En effet, un peu à contre-courant, Yves Florenne (dans la continuité de son édition des Œuvres complètes de Baudelaire au Club Français du Livre en 1966) avait choisi de reprendre d’abord les cent un poèmes de la première édition des Fleurs du Mal de 1857 chez Poulet-Malassis [**], avec les corrections de 1861 et 1866 (Les Épaves) mais en rejetant les modifications de 1868, faites après la mort du poète.

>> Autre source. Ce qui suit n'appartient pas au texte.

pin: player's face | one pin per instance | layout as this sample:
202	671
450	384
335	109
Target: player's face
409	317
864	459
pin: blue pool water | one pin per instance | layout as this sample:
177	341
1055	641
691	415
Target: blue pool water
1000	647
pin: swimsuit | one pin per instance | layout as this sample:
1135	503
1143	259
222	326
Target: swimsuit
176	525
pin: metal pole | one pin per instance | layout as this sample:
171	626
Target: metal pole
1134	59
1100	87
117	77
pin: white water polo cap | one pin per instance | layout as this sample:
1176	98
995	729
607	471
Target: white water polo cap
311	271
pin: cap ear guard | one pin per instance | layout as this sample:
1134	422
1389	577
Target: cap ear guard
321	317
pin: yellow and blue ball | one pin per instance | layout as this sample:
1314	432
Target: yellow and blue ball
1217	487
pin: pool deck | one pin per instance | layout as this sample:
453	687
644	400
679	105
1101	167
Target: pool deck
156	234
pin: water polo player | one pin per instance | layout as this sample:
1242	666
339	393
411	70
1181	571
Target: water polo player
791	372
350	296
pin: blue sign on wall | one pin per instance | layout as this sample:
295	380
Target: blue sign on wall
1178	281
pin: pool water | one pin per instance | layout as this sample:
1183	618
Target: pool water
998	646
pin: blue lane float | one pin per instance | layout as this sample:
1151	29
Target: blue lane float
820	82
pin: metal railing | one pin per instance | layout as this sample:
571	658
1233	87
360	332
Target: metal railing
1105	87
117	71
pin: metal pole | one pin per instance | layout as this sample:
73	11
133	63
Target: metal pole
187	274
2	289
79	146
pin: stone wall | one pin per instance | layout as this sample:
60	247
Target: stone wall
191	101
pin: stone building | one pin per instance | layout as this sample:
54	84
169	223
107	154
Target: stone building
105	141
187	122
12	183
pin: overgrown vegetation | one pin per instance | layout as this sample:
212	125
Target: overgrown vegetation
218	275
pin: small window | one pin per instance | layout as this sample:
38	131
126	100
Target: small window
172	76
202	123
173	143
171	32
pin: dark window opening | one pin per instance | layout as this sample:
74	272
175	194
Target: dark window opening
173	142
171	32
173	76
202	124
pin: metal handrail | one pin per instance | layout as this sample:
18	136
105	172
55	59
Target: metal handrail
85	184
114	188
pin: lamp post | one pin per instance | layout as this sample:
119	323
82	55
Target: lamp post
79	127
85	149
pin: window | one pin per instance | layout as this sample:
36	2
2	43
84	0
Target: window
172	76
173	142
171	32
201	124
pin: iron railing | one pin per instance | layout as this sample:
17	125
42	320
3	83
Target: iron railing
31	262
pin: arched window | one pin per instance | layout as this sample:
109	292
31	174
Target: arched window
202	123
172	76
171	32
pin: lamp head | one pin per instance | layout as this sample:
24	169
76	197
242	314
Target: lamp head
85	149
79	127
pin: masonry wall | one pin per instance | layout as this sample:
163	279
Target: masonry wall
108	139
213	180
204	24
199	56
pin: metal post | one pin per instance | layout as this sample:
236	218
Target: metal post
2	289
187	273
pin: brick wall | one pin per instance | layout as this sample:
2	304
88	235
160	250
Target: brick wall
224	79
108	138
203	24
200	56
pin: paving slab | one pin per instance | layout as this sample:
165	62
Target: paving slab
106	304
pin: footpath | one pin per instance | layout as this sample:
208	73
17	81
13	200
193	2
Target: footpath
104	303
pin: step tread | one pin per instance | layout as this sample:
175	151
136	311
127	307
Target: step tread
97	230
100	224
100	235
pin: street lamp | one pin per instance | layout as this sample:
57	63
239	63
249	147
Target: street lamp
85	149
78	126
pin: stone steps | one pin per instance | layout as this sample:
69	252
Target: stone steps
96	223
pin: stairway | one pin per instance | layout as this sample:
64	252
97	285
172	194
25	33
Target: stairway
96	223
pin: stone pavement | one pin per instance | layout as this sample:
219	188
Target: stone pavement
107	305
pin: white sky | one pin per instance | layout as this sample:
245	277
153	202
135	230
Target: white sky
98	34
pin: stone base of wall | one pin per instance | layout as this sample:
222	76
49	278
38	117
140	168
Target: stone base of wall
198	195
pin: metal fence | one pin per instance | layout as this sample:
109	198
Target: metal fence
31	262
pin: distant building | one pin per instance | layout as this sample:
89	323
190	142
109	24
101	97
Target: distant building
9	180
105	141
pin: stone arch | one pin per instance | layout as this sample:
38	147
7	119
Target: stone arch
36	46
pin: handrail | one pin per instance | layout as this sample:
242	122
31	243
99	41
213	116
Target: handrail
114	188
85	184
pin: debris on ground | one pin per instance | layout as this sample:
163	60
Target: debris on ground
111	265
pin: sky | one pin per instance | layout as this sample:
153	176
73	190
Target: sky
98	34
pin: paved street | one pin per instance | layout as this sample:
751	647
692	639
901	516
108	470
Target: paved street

L’essentiel des éditeurs modernes considèrent avec raison que la deuxième édition refaite par Baudelaire lui-même en 1861 (toujours chez Poulet-Malassis), la dernière du vivant de l’auteur, doit servir de référence.
Cependant, Yves Florenne considérait que la censure des Fleurs — interdites en 1857 à cause des « pièces condamnées » — avait contraint Baudelaire, même s’il y avait ajouté de nouveaux poèmes, de réorganiser non librement son recueil. Et c’est pourquoi il en revenait en priorité à la pureté de l’édition originale, du Au lecteur aux cent (numérotés I à C) autres poèmes et à sa (très belle) construction savamment étudiée…
Michel Sender.
[*] Les fleurs du mal de Charles Baudelaire, préface de Marie-Jeanne Durry, édition établie selon un ordre nouveau, présentée et annotée par Yves Florenne, Le Livre de Poche, Librairie Générale Française, Paris, 1er trimestre 1972 ; XLIV + 404 pages.
[**] Disponible en consultation gratuite notamment sur Wikisource et Gallica de la BNF.